In short, people are upset not because the pardon was misused in Rich's case, but because it was used as intended. Criticism is certainly called for; the Founders counted on "damnation of fame" as the best check on presidential abuses. But the Rich reaction has gone beyond criticism to something quite different: formal investigation.
On Feb. 13, the House Government Reform Committee, reported The Times, "issued subpoenas to Mr. Clinton's Presidential Library Foundation in Little Rock, Ark., the Democratic National Committee, and two banks where … Denise Rich held accounts. The panel also requested White House logs showing visits by people lobbying for the pardon as well as e-mail or telephone messages regarding Mr. Rich." On Feb. 14, Mary Jo White, the U.S. attorney in New York and the head of the office that originally indicted Rich, began her own criminal inquiry, complete with grand jury subpoenas for bank records and the like. She was reported to be "livid" about Rich's pardon.
Although there may be a legal case for these investigations, that does not make them wise.
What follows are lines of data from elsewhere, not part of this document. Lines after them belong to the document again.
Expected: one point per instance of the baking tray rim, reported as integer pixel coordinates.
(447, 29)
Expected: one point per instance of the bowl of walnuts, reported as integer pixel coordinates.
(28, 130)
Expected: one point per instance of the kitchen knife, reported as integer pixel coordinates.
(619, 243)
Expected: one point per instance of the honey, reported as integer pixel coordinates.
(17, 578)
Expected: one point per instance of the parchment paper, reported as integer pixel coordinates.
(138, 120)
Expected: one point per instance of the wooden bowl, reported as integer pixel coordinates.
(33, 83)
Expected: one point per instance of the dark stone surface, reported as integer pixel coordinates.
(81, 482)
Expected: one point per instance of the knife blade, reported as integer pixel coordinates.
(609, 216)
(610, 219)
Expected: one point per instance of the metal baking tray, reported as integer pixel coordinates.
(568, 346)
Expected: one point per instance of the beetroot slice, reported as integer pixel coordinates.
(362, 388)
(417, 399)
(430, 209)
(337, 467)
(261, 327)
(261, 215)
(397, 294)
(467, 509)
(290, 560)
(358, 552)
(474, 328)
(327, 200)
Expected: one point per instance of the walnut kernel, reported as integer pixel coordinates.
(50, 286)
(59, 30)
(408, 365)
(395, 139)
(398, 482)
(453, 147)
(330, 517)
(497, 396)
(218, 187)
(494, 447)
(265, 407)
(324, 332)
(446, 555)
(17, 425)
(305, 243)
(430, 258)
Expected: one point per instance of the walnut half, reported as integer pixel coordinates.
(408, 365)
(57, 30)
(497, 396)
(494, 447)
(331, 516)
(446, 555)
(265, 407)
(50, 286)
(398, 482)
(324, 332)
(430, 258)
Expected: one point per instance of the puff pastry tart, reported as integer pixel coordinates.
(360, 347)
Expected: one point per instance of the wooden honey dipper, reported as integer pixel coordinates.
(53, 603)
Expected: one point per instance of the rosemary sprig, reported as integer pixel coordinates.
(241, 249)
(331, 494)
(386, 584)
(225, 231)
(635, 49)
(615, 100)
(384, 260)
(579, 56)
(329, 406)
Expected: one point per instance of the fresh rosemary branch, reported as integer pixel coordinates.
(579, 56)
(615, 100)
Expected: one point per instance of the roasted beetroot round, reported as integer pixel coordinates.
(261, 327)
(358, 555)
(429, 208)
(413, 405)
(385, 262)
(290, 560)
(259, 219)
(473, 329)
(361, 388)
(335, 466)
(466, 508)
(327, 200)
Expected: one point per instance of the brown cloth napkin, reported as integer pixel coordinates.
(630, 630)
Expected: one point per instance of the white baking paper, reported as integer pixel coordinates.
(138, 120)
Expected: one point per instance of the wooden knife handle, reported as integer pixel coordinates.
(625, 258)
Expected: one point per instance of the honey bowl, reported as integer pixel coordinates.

The Constitution is designed to let Presidents grant controversial pardons no matter what grandstanding Congressmen or livid prosecutors may think. One way to subvert this design is for grandstanding Congressmen and livid prosecutors to pummel pardon-seekers and pardon-reviewers with subpoenas, hearings, grand juries, legal fees, and possible exposure to subsequent perjury charges. Pardons are, if anything, already too rare. The foreseeable–and possibly intended–result of the Rich ruckus will be to make them even rarer, particularly in the face of political controversy or bureaucratic hostility, when pardons are often most needed.
"I think it's time to move on," President Bush said, when asked about the Rich uproar. His position was sound, indeed wise, but he seemed helpless to defend it. In the Rich case, no one wants to tell the indignant politicians and prosecutors and editorialists what they most need to hear: Get over it.